I actually became more interested in what expenses would look like for someone making about that, so I figured it out. Above, we have the financial life of Mr. Johnny Averageface. He makes the median American salary ($50k; green), has average fun ($300/mo; blue), buys average food and eats out averagely ($150/wk; gray), pays averagely on his average student loans ($345/mo on $30k of debt; orange), on his average credit card debt ($312/mo on $15k of debt; purple), on his average rent ($1,300/mo; yellow), and is taxed appropriately (red). Wow, rent is a bitch. But hey, taxes are giving rent a run for it's money (well, Mr. Averageface's money) in NYC.

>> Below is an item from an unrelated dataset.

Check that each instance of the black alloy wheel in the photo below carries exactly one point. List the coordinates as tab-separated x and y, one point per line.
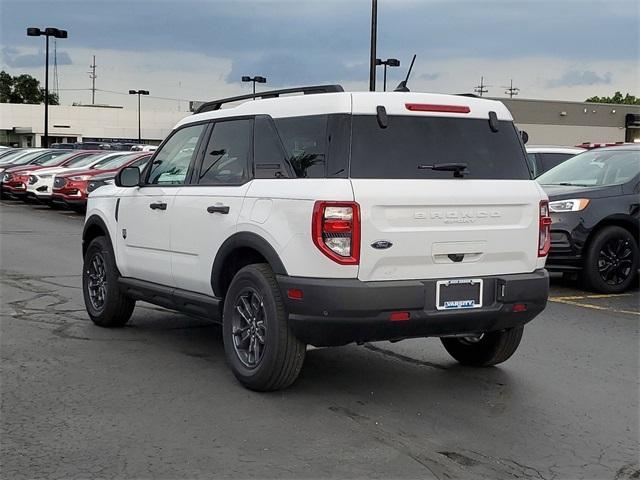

So what's the takeaway(s) here? Get married, find a cheaper apartment, and don't live in NYC. Also, not mentioned much above but for the hell of it here, put your money in a goddamn IRA already! Whatever you put in reduces your tax bill, gains interest (as long as the US economy doesn't collapse), and gives you something to eat early-bird specials and live in south Florida with when you're in your twilight years.

Happy New Year!

Note, while the numbers quoted in text are approximated and rounded (because no one likes to see 12,736.04 instead of 12,700), the numbers in the figures are exact.

* These are using the 2014 tax brackets for US federal, New York State, and New York City income tax. There really isn't anything extra added. Just the standard deduction for each combination and one exemption. The taxes here include FICA and Medicare, and it only goes up to $200,000 in salary because Medicare is calculated in a weird way that I didn't feel like figuring out after $200,000 ($250,000 for married couples).

** With that said, our public services pale in comparison to New York's. It'd be like comparing a kitten to a 2-days hungry tiger in their ability and willingness to kill you.